While 90 percent of the things he posted were innocuous (I know all about his baseball and South Park fetishes, and I had already seen the goofy pictures of him and his pals in Israel), there was that other 10 percent.
Okay, he wasn’t committing felonies or exposing state secrets, but did he really want to use such language in a public setting? Would a college admissions officer find that nasty bumper sticker as witty as he did?
And let’s face it, in the online world, nothing is truly “private,” especially not something shared among 476 of your closest “friends.”
I cherish my kids’ privacy, I really do. Teens need space in which they can grow up, make mistakes, and establish their own identities separate from the parents hovering around them.
But when I was in high school, that separate space was smaller, safer, and less public. You could make a mistake, and, unless law enforcement was involved, the consequences stayed close to home. A dirty joke might have made its way around a locker room, and perhaps earned immortality on a bathroom stall. Gossip could spread like wildfire, with hurtful results, but rarely beyond the small communities of grade, school, or town. And when worse came to worse, there was always graduation.
Facebook turns what had once been the fairly cloistered world of teenagerdom into a mass medium — worse, one that stays archived and searchable, forever.
So the question for me isn’t whether parents and kids should be Facebook “friends.” They shouldn’t.
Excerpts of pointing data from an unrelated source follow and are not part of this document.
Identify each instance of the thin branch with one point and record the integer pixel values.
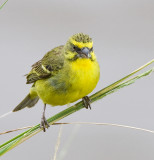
(12, 143)
(92, 123)
(16, 130)
(58, 142)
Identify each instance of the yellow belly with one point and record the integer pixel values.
(73, 82)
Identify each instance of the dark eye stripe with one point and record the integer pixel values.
(91, 49)
(77, 49)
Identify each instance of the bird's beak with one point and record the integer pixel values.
(85, 52)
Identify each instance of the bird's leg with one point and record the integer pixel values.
(86, 101)
(44, 124)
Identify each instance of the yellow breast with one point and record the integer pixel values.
(70, 84)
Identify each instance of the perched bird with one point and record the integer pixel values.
(64, 75)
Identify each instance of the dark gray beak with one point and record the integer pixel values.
(86, 52)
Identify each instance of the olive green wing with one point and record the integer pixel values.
(49, 65)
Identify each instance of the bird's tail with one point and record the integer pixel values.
(27, 102)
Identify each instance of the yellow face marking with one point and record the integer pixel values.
(81, 44)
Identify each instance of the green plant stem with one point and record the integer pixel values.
(100, 94)
(3, 4)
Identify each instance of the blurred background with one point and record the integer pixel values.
(123, 35)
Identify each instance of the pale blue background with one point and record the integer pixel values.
(123, 35)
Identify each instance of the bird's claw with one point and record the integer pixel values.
(86, 101)
(44, 124)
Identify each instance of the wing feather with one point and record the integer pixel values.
(47, 66)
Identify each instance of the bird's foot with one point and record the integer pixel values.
(44, 124)
(86, 101)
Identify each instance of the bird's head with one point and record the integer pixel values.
(79, 46)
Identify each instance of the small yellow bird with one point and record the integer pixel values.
(64, 75)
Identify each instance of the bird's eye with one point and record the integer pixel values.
(75, 48)
(91, 50)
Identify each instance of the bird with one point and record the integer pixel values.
(64, 75)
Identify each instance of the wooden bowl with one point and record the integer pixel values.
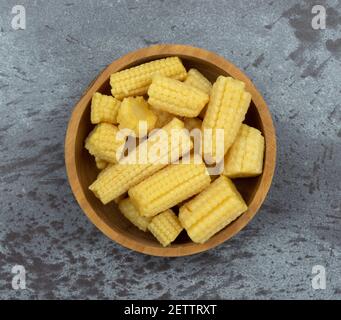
(81, 169)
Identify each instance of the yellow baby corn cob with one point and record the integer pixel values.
(135, 81)
(130, 212)
(104, 143)
(198, 80)
(163, 117)
(165, 227)
(192, 123)
(176, 97)
(131, 114)
(212, 210)
(117, 179)
(120, 198)
(166, 188)
(104, 108)
(100, 164)
(245, 157)
(226, 110)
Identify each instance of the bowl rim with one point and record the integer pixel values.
(155, 52)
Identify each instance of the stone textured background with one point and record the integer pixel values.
(43, 72)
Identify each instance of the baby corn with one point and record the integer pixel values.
(129, 211)
(117, 179)
(245, 157)
(104, 108)
(135, 81)
(163, 117)
(165, 227)
(192, 123)
(100, 164)
(212, 210)
(104, 143)
(226, 110)
(176, 97)
(133, 112)
(166, 188)
(198, 80)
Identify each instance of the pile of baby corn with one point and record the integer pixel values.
(164, 197)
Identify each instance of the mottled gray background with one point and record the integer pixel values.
(43, 72)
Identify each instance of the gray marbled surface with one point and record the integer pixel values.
(43, 72)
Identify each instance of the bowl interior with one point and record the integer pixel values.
(87, 171)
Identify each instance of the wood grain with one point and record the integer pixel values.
(81, 168)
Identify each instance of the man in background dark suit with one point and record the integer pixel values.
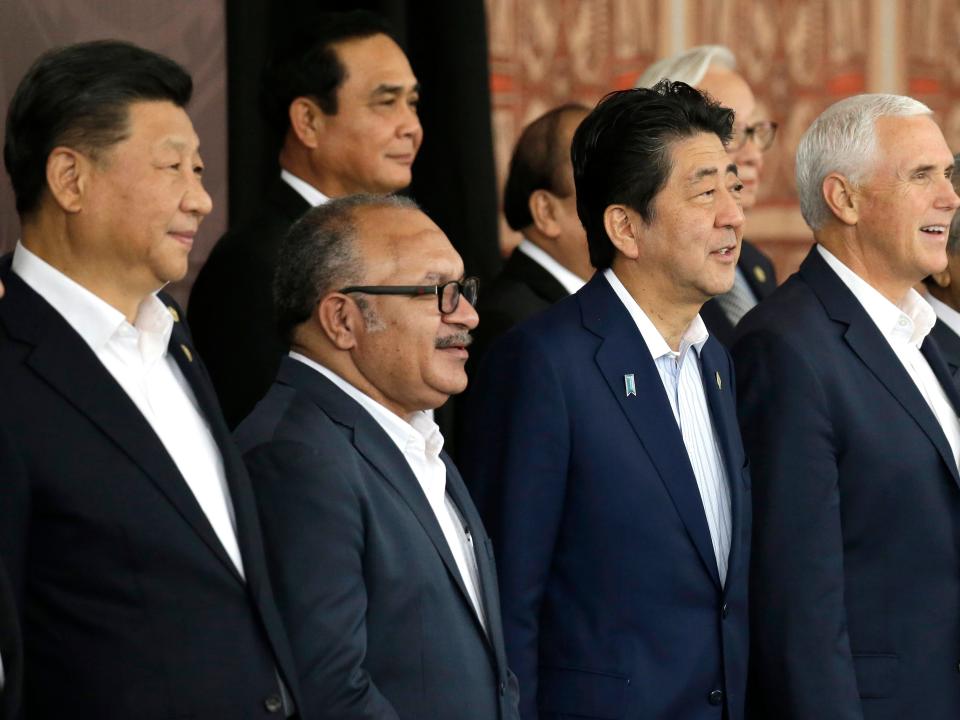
(384, 573)
(713, 69)
(943, 293)
(602, 443)
(342, 99)
(849, 416)
(127, 521)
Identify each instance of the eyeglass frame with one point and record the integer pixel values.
(750, 132)
(421, 290)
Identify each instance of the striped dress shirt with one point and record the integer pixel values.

Rather, can teens and parents agree on some basic guidelines so that the former don’t feel spied upon, and the latter don’t feel their children are doing something they may come to regret later?
So here’s my plan — I call it “open house.” Just as Queen Elizabeth periodically opens one of her castles to public tours, teens should invite their parents onto their Facebook pages for a brief look around. That will give anxious parents a chance to see what their kids are up to, and, one hopes, be reassured that it is nothing nefarious. And it is an opportunity for parents to offer some friendly advice on what they see.
That comment about your English teacher? Not a good idea.
And does a potential employer really need to see you in a bikini?
Parents don’t have to be your “friends” to love you. And it is out of love that they want to keep you from posting something obscene, abusive, or subject to misinterpretation on Facebook.
So let us look around. We won’t stay long.
Ploni Almoni was chosen as the pseudonym of a N.J.-based writer who doesn’t wish to embarrass his kids any more than he has to. He is not related to nor acquainted with Avi Cohen, although he admires his writing and was honored to have been given the opportunity to respond. He currently has 130 friends — none under the age of 30 — except for his son.